Fragen Sie Ihren Tierarzt nach einer Überweisung an eine qualifizierte Fachkraft für Verhalten oder Rehabilitation, wenn Angst, Furcht, nächtliche Unruhe, Berührungsempfindlichkeit, eingeschränkte Beweglichkeit oder Konflikte zwischen mehreren Tieren fortbestehen, nachdem medizinische Ursachen berücksichtigt werden. Die fachliche Unterstützung sollte die tierärztliche Versorgung ergänzen, nicht ersetzen.
Ist ein weiches Bett eine Behandlung für kognitive Dysfunktion?
Nein.
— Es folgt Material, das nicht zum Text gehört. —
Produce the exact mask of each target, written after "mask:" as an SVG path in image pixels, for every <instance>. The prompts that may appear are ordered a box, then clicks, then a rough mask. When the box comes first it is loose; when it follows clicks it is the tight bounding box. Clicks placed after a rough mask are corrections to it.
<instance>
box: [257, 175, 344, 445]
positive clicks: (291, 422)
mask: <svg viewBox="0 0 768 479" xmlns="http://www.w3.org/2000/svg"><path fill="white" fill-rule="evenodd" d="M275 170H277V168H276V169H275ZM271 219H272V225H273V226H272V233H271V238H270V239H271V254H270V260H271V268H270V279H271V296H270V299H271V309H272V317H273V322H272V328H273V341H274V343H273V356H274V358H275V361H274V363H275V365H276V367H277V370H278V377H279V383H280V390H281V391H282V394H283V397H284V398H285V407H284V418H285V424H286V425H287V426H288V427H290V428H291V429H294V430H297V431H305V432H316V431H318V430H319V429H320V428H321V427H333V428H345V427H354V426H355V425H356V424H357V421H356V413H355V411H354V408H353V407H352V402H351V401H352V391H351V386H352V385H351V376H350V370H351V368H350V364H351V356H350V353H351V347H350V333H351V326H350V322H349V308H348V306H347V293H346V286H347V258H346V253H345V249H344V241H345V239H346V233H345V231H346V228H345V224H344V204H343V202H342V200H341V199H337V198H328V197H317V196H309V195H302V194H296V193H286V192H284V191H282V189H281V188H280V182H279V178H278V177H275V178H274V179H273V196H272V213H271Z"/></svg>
Ein vertrautes, leicht zugängliches Bett kann einen bequemen Ruheplatz bieten, aber kognitive Veränderungen weder feststellen noch behandeln oder rückgängig machen. Achten Sie darauf, dass Größe, Standfestigkeit und Temperatur passen und der Hund sicher hinein- und herauskommt.
Verlässliche Quellen zum Weiterlesen
Weitere Informationen zu den hier besprochenen Anzeichen, möglichen anderen Ursachen und Grenzen der häuslichen Unterstützung finden Sie bei:
- Cornell University College of Veterinary Medicine: Demenz bei älteren Hunden
- American Animal Hospital Association: Umgang mit kognitiver Dysfunktion und verhaltensbedingter Angst
- VCA Animal Hospitals: So halten Sie den Geist Ihres älteren Hundes fit
- ASPCA: Verhaltensprobleme bei älteren Hunden
- University of Illinois College of Veterinary Medicine: Kognitive Dysfunktion beim Hund
- American Veterinary Medical Association: Broschüre zu älteren Haustieren
- Wissenschaftlich begutachtete Übersichtsarbeit zu angereichertem Futter und Nutrazeutika bei alternden Hunden und Katzen
Dieser Artikel dient der allgemeinen Information von Tierhaltern. Er kann keine individuelle Diagnose für Ihren Hund stellen. Wenn Sie wegen einer plötzlichen, schmerzhaften oder zunehmenden Veränderung besorgt sind, wenden Sie sich an einen Tierarzt.